Hyundai can now build and deliver cars just six hours after an order is placed using factories that are minimally staffed, run by artificial intelligence (AI) and use robots to do the key manufacturing work. This was showcased for the first time at the Korean brand’s new Innovation Centre in Singapore, currently producing the Hyundai Ioniq 5.

  1. AI-enabled plants to open in urban markets
  2. Factory can produce multiple models simultaneously

These new-era electric car factories will serve local urban markets, with a major focus on personalisation and customer experience, as part of a major push towards taking the brand upmarket. “This isn’t just a factory, it’s a customer experience centre,” said factory boss Alpesh Patel. 

This process starts in the ‘Ioniq Lounge’, where customers create and order a bespoke Hyundai. They are then taken to a virtual reality suite to view a simulation of the car being created before a screen rises to reveal the actual factory floor as well as the actual car. Next, they head to the site’s restaurant where they will be served food made from produce grown on-site at Hyundai’s robotically maintained Smart Farm, before watching the car be test-driven on the factory’s roof test track. Finally, the completed car is delivered to the foyer by autonomous robots. 

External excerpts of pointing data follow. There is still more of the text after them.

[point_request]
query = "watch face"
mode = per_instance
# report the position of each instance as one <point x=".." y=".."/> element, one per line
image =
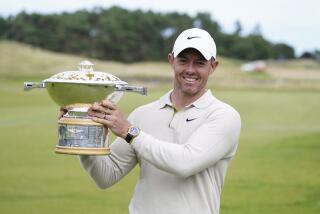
<point x="134" y="131"/>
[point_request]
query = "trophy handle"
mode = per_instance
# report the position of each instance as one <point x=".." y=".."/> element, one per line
<point x="140" y="90"/>
<point x="30" y="85"/>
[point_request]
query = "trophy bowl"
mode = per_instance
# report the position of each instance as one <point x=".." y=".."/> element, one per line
<point x="75" y="91"/>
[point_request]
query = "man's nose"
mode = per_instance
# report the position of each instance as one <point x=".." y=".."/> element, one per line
<point x="190" y="67"/>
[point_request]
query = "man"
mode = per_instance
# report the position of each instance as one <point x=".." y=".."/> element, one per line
<point x="183" y="142"/>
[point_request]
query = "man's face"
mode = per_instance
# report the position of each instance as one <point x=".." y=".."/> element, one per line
<point x="191" y="71"/>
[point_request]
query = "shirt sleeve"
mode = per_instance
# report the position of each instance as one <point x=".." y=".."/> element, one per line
<point x="214" y="140"/>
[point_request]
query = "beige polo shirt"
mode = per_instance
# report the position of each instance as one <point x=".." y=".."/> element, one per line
<point x="183" y="157"/>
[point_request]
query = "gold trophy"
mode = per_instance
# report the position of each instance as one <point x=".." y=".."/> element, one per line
<point x="75" y="91"/>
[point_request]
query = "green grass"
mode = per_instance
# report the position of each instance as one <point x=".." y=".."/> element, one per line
<point x="275" y="171"/>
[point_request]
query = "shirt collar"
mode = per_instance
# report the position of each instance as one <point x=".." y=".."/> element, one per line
<point x="204" y="101"/>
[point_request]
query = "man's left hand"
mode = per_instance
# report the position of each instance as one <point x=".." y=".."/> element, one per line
<point x="108" y="114"/>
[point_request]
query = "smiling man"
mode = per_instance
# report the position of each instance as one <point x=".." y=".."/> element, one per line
<point x="183" y="142"/>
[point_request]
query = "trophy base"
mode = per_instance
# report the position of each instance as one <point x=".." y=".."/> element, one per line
<point x="81" y="150"/>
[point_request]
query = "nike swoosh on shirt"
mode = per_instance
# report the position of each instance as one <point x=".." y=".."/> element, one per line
<point x="188" y="120"/>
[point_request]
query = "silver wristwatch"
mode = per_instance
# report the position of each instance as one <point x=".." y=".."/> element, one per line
<point x="133" y="132"/>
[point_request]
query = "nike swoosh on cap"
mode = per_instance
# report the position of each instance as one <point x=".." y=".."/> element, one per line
<point x="192" y="37"/>
<point x="188" y="120"/>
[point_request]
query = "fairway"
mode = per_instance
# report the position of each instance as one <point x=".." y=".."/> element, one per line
<point x="276" y="169"/>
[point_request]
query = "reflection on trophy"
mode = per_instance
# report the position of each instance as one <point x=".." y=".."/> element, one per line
<point x="76" y="91"/>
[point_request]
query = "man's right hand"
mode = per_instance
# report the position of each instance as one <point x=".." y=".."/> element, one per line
<point x="62" y="111"/>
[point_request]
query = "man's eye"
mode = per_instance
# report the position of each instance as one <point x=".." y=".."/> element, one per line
<point x="201" y="63"/>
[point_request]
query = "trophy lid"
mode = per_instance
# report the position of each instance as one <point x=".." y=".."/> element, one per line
<point x="85" y="75"/>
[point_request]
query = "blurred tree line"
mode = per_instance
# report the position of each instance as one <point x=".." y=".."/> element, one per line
<point x="123" y="35"/>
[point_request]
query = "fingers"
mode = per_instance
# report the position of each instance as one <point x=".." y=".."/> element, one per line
<point x="108" y="104"/>
<point x="62" y="112"/>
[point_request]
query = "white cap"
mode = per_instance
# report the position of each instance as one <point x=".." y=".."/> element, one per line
<point x="198" y="39"/>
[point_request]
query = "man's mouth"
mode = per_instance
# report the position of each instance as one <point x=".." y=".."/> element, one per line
<point x="190" y="79"/>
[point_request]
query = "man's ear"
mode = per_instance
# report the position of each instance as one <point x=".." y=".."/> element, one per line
<point x="214" y="64"/>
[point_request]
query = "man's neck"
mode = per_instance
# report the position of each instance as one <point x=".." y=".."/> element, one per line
<point x="181" y="100"/>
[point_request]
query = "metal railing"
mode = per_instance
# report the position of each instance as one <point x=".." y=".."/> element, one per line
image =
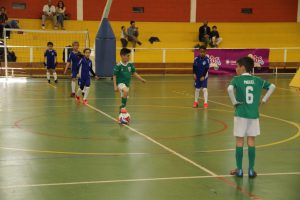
<point x="163" y="53"/>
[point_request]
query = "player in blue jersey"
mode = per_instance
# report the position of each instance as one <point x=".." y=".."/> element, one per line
<point x="85" y="67"/>
<point x="50" y="56"/>
<point x="73" y="60"/>
<point x="200" y="71"/>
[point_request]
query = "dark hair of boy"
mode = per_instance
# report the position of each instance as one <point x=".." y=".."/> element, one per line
<point x="62" y="4"/>
<point x="247" y="62"/>
<point x="87" y="49"/>
<point x="75" y="42"/>
<point x="125" y="51"/>
<point x="202" y="47"/>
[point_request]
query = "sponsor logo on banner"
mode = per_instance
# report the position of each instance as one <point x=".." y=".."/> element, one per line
<point x="258" y="60"/>
<point x="215" y="62"/>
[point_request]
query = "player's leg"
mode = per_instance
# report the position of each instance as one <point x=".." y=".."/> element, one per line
<point x="54" y="75"/>
<point x="73" y="82"/>
<point x="86" y="91"/>
<point x="81" y="84"/>
<point x="197" y="92"/>
<point x="252" y="131"/>
<point x="48" y="75"/>
<point x="251" y="156"/>
<point x="205" y="92"/>
<point x="124" y="94"/>
<point x="239" y="129"/>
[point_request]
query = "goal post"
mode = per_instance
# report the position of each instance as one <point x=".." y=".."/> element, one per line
<point x="29" y="45"/>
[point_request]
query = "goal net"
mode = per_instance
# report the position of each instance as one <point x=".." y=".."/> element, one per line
<point x="25" y="48"/>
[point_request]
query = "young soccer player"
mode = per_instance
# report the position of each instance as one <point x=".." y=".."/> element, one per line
<point x="200" y="71"/>
<point x="73" y="60"/>
<point x="50" y="61"/>
<point x="122" y="75"/>
<point x="247" y="99"/>
<point x="84" y="79"/>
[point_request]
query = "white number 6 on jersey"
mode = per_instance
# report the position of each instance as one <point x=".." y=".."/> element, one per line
<point x="249" y="95"/>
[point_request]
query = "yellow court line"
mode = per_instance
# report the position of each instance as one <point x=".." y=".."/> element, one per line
<point x="141" y="153"/>
<point x="70" y="152"/>
<point x="88" y="182"/>
<point x="52" y="85"/>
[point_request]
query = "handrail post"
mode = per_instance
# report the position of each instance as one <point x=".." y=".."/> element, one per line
<point x="132" y="57"/>
<point x="164" y="55"/>
<point x="5" y="53"/>
<point x="31" y="55"/>
<point x="66" y="55"/>
<point x="285" y="55"/>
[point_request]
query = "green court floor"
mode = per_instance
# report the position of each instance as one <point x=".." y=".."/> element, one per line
<point x="53" y="148"/>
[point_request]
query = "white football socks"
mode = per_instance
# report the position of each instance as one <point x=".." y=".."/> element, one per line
<point x="205" y="94"/>
<point x="73" y="85"/>
<point x="197" y="91"/>
<point x="86" y="92"/>
<point x="55" y="76"/>
<point x="48" y="75"/>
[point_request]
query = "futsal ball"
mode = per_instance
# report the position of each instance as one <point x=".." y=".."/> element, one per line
<point x="124" y="117"/>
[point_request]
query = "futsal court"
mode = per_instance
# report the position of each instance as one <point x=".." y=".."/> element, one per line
<point x="54" y="148"/>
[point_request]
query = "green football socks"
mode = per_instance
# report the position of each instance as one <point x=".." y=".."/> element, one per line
<point x="124" y="101"/>
<point x="251" y="155"/>
<point x="239" y="157"/>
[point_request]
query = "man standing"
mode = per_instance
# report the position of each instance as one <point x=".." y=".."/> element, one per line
<point x="215" y="37"/>
<point x="204" y="33"/>
<point x="49" y="12"/>
<point x="133" y="34"/>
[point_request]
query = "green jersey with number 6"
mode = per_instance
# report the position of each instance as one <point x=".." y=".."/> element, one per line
<point x="123" y="73"/>
<point x="248" y="92"/>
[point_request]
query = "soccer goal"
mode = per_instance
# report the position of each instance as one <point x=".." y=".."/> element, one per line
<point x="24" y="49"/>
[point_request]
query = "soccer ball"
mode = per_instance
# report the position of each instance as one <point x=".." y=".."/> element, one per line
<point x="124" y="117"/>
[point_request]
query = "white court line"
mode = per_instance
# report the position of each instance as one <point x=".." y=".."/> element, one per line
<point x="157" y="143"/>
<point x="136" y="180"/>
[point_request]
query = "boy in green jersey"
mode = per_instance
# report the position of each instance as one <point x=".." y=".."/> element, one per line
<point x="247" y="99"/>
<point x="122" y="75"/>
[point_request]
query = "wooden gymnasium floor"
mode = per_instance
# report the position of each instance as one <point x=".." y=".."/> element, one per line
<point x="53" y="148"/>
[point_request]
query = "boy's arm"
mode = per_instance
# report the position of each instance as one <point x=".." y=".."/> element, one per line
<point x="115" y="83"/>
<point x="55" y="60"/>
<point x="139" y="77"/>
<point x="205" y="71"/>
<point x="93" y="73"/>
<point x="67" y="66"/>
<point x="194" y="69"/>
<point x="269" y="93"/>
<point x="230" y="90"/>
<point x="68" y="63"/>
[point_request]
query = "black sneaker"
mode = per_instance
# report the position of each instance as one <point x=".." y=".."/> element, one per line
<point x="252" y="173"/>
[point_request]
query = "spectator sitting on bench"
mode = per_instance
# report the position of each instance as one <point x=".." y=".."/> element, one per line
<point x="123" y="37"/>
<point x="215" y="37"/>
<point x="49" y="12"/>
<point x="204" y="33"/>
<point x="133" y="34"/>
<point x="3" y="19"/>
<point x="60" y="10"/>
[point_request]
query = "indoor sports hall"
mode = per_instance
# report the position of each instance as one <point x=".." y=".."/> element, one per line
<point x="53" y="146"/>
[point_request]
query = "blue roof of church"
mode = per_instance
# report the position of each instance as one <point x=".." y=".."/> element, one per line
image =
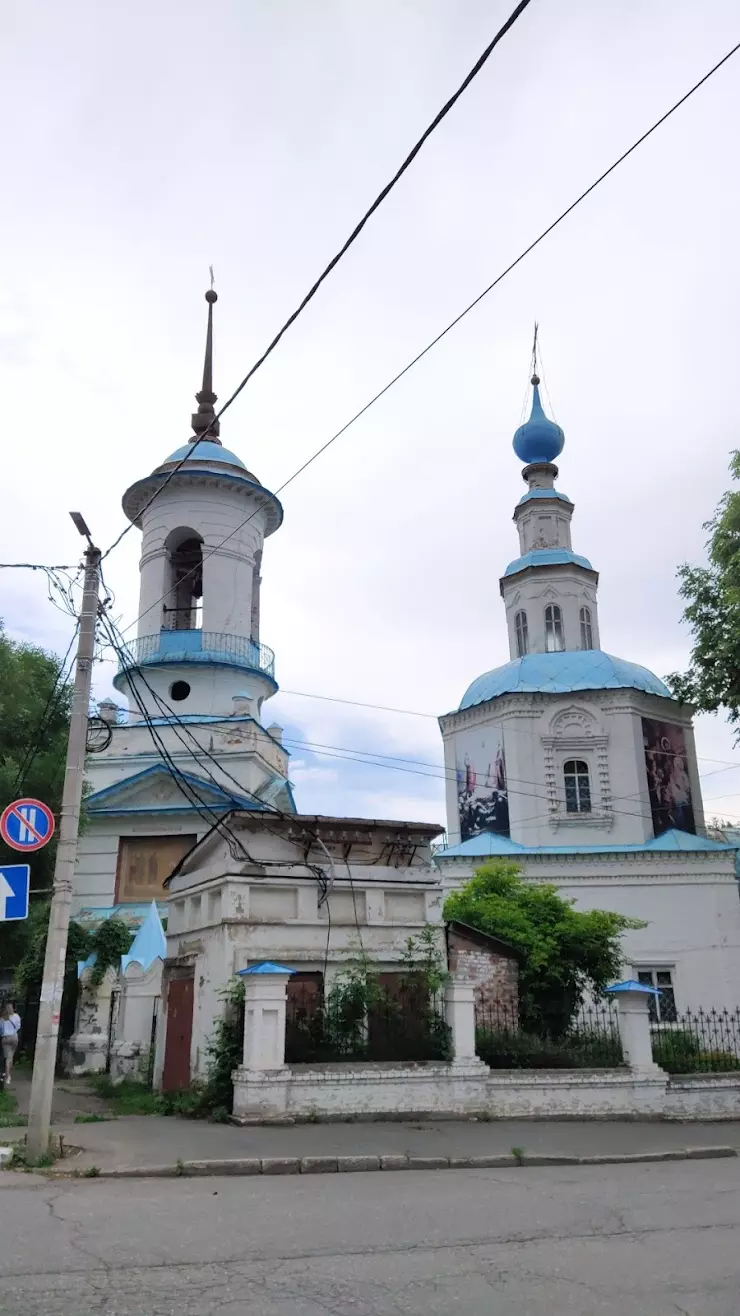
<point x="535" y="494"/>
<point x="547" y="558"/>
<point x="206" y="452"/>
<point x="561" y="673"/>
<point x="149" y="942"/>
<point x="489" y="845"/>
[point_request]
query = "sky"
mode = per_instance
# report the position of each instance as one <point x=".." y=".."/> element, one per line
<point x="142" y="144"/>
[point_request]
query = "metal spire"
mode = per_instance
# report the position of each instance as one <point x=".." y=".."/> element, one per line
<point x="204" y="416"/>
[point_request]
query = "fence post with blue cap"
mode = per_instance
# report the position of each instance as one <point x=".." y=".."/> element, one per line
<point x="635" y="1024"/>
<point x="265" y="1016"/>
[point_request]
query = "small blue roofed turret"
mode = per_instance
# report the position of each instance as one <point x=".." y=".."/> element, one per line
<point x="632" y="985"/>
<point x="265" y="967"/>
<point x="149" y="942"/>
<point x="539" y="440"/>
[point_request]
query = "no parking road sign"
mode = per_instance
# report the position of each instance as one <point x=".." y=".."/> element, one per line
<point x="26" y="825"/>
<point x="15" y="882"/>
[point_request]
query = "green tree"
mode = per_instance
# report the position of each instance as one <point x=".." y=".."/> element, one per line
<point x="565" y="952"/>
<point x="713" y="612"/>
<point x="34" y="715"/>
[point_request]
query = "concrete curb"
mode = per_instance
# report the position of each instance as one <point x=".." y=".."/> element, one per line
<point x="383" y="1164"/>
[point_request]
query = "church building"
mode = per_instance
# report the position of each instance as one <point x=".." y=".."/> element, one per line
<point x="581" y="767"/>
<point x="190" y="802"/>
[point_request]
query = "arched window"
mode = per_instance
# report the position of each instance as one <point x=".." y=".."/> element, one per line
<point x="185" y="579"/>
<point x="586" y="629"/>
<point x="555" y="641"/>
<point x="522" y="634"/>
<point x="577" y="786"/>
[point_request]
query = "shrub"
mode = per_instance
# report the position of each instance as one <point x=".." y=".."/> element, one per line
<point x="503" y="1049"/>
<point x="677" y="1052"/>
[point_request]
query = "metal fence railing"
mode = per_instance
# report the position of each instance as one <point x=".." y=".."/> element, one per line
<point x="390" y="1025"/>
<point x="591" y="1040"/>
<point x="698" y="1042"/>
<point x="198" y="646"/>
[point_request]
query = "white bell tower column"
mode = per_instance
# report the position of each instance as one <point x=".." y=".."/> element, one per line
<point x="204" y="519"/>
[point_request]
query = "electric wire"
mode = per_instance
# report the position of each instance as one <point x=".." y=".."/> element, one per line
<point x="185" y="786"/>
<point x="449" y="104"/>
<point x="452" y="324"/>
<point x="50" y="709"/>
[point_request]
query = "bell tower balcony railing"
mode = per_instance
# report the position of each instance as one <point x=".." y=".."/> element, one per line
<point x="198" y="646"/>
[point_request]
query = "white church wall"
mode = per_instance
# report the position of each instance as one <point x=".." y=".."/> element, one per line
<point x="98" y="852"/>
<point x="689" y="903"/>
<point x="541" y="732"/>
<point x="532" y="590"/>
<point x="224" y="924"/>
<point x="212" y="508"/>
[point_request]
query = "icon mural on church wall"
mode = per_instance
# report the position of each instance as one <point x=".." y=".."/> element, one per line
<point x="668" y="777"/>
<point x="482" y="800"/>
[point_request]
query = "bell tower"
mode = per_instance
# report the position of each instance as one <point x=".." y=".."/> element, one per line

The goal is to allow the AI brain to take the lead on both day-to-day operations and future planning, in tandem with a human counterpart based in a digital command centre. “We want to blend monitoring with prevention By 2027, we want this to be an autonomous being with a human to confirm, not react," Patel said.

The factory also uses a flexible production method that allows for many different models to be produced on the same line at the same time without the need to reconfigure stations. Together with an army of artificially intelligent robots, this allows the Singapore factory to operate with just 29 technicians while producing 70 cars a day during one eight-hour shift. 

Patel said: “We use less people, but they do more technical jobs.” Asked what this means for lower-skilled workers, he acknowledged those jobs would be lost, but upskilling workers to these AI-assisted technical roles was the next move.

This tech-heavy set-up is unlikely to be rolled out at more traditional factories such as the massive Ulsan plant in Korea, where 34,000 workers produce 5,600 vehicles daily.